Disclaimer: No, I didn't RTFA, but I've worked in an academic Library for a good portion of my Systems Admin career (and for a short time before it).
I would say that any higher level degree is likely to result in a fair amount of copying. Any seminar or research methods course is going to have the student doing a fair amount of copying of materials from periodicals. Just think of anything requiring a literature review ...
However, this is the Internet age. A majority now of what most students would be copying from is not actually a physical journal or book, but highly likely a whole mess of electronically available materials (that is, as long as your university library is properly funded and properly run). From the view of the publisher, this counts as copying.
And while a lot of "hard" science undergraduate degrees almost certainly can be taught pretty much from a book (unless you're lucky enough to be involved in a class that covers some cutting edge, only available in journal, just researched stuff), a lot of the rest of a university involves writing the equivalent of book reports/critiques that require reading someone else's reports/critiques, or literature (meaning journal articles about something, not just "classical literature") research ... and maybe I'm just old school, but I can easily see someone wanting to print the stuff out for reading later (yes, I know it sounds archaic, but while writing my papers, I had a majority of my research not on the screen in front of me, but scattered around me in stacks of printed out articles).

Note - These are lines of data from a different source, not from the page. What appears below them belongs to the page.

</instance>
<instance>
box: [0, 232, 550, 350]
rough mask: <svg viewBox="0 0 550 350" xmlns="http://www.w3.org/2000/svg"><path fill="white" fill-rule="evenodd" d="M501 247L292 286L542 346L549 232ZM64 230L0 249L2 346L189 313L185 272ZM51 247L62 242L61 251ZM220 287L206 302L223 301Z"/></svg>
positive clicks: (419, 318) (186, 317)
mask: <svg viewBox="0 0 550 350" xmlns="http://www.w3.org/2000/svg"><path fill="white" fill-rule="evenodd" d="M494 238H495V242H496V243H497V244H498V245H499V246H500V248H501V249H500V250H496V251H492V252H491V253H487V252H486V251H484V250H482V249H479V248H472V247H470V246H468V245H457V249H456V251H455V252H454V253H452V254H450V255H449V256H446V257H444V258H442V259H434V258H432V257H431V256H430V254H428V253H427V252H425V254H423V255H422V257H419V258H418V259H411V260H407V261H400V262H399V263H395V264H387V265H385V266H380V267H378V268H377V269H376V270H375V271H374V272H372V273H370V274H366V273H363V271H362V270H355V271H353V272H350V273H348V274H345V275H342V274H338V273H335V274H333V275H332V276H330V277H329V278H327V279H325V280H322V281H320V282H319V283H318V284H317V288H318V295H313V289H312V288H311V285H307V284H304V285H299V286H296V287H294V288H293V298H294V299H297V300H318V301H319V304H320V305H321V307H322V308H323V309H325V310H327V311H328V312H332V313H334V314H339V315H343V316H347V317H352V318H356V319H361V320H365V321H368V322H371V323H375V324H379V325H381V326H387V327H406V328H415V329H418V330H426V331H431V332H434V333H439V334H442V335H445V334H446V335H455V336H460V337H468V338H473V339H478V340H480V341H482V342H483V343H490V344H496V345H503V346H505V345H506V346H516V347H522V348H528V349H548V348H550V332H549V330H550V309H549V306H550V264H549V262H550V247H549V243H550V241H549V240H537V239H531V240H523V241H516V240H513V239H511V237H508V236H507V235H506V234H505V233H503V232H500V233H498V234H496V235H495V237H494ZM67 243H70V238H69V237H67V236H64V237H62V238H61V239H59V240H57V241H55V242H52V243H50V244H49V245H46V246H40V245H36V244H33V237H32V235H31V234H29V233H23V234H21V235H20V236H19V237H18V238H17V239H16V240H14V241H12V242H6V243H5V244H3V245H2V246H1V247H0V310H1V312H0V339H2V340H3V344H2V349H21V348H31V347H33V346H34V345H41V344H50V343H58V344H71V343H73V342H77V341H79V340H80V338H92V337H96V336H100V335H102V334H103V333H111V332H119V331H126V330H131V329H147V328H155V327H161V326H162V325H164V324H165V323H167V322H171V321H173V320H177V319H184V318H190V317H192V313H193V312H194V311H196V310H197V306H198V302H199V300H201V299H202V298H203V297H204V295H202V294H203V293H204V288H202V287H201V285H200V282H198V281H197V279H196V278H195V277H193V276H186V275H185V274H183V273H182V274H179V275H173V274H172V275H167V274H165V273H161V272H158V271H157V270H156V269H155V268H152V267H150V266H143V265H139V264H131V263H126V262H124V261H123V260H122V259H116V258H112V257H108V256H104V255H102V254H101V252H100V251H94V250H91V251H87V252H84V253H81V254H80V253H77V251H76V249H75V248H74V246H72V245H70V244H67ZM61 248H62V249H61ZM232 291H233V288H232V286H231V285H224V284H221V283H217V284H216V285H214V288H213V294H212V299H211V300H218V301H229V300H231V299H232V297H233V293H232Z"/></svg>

Two of my early pre-sysadmin jobs involved the "Reserves" and "Inter-Library Loan" sections of the Library, and I can tell you that there is no end to the amount of copies of (mainly) articles requested either (particularly in the case of Reserves) by professors for students as part of the "required reading" for a given course, or by professors and students as part of their research. Yes, in both cases, in the past decade there have been serious moves to "electronify" the results of these requests, but you can be sure A) a fair number of the people are printing copies of these things off, and B) the publishers are already considering the electronic versions as non-Fair Use, subject-to-copyright "copies" of the materials.

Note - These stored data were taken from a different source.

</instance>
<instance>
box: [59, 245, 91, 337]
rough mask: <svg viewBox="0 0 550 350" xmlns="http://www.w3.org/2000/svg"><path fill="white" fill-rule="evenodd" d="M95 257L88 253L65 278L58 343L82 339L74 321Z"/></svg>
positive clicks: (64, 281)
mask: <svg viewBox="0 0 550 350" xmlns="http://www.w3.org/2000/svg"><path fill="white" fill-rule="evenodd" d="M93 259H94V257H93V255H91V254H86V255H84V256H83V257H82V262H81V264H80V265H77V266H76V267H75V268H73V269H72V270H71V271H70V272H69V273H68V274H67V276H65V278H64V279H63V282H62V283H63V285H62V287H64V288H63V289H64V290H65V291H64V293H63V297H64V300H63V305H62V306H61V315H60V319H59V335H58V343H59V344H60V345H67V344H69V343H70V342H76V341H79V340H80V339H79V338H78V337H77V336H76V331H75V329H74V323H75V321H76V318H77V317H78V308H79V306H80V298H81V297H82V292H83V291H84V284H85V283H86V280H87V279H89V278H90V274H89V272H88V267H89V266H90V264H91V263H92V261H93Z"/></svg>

So, I think one of the key things here to keep in mind is that these people probably consider any paper version of something not on the media on which it was originally produced (examples being a print out of a PDF from an electronic resource, or paper spit out by a copier of an actual hard copy of the journal) to be a "copy". And they want their $2.
They should not win this. These things should be covered by Fair Use and if they win this, then they'll start wanting their $2 for every electronic copy of a PDF downloaded from an electronic resource - no matter what the use agreement for said resource says.